Book The Broadview Anthology of American Literature Concise Volume 1  Beginnings to Reconstruction

Download or read book The Broadview Anthology of American Literature Concise Volume 1 Beginnings to Reconstruction written by Derrick R. Spires and published by Broadview Press. This book was released on 2023-02-06 with total page 1530 pages. Available in PDF, EPUB and Kindle. Book excerpt: Guided by the latest scholarship in American literary studies, and deeply committed to inclusiveness, social responsibility, and rigorous contextualization, The Broadview Anthology of American Literature balances representation of widely agreed-upon major works with a thoroughgoing reassessment of the canon that emphasizes American literature’s diversity, variety, breadth, and connections with the rest of the Americas. This concise volume represents American literature from its pre-contact Indigenous beginnings through the Reconstruction period, offering a more streamlined alternative to the full two-volume set covering the same timespan. Highlights of Concise Volume 1: Beginnings to Reconstruction • Complete texts of Mary Rowlandson’s captivity narrative; Narrative of the Life of Frederick Douglass, An American Slave; and Benito Cereno • In-depth thematic sections on such topics as “Rebellions and Revolutions,” “Print Culture and Popular Literature,” and “Expansion, Native American Expulsion, and Manifest Destiny” • More extensive coverage of Indigenous oral and visual literature and African American oral literature than in competing anthologies • Full author sections in the anthology are devoted to authors such as Anne Hutchinson, Sor Juana Inés de la Cruz, Briton Hammon, Jane Johnston Schoolcraft, José María Heredia, Black Hawk, and many others • Extensive online component offers well over a thousand pages of additional readings and other resources

Book Redcoats

    Book Details:
  • Author : Stephen Brumwell
  • Publisher : Cambridge University Press
  • Release : 2006-01-09
  • ISBN : 9780521675383
  • Pages : 364 pages

Download or read book Redcoats written by Stephen Brumwell and published by Cambridge University Press.

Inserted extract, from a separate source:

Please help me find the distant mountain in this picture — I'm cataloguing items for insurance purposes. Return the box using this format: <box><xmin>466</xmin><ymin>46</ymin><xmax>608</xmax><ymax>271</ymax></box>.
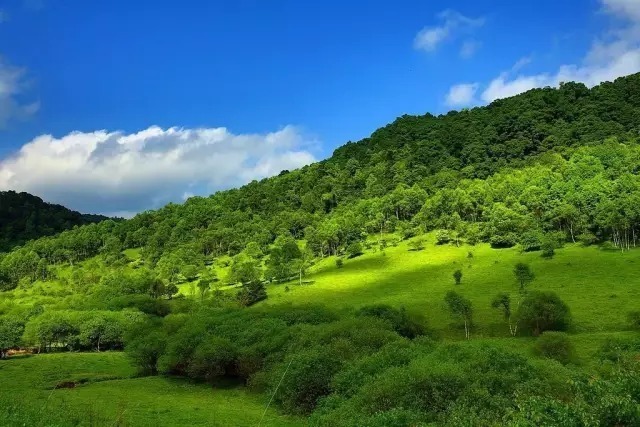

This book was released on 2006-01-09 with total page 364 pages. Available in PDF, EPUB and Kindle. Book excerpt: In the last decade, scholarship has highlighted the significance of the Seven Years War for the destiny of Britain's Atlantic empire. This major 2001 study offers an important perspective through a vivid and scholarly account of the regular troops at the sharp end of that conflict's bloody and decisive American campaigns. Sources are employed to challenge enduring stereotypes regarding both the social composition and military prowess of the 'redcoats'. This shows how the humble soldiers who fought from Novia Scotia to Cuba developed a powerful esprit de corps that equipped them to defy savage discipline in defence of their 'rights'. It traces the evolution of Britain's 'American Army' from a feeble, conservative and discredited organisation into a tough, flexible and innovative force whose victories ultimately won the respect of colonial Americans. By providing a voice for these neglected shock-troops of empire, Redcoats adds flesh and blood to Georgian Britain's 'sinews of power'.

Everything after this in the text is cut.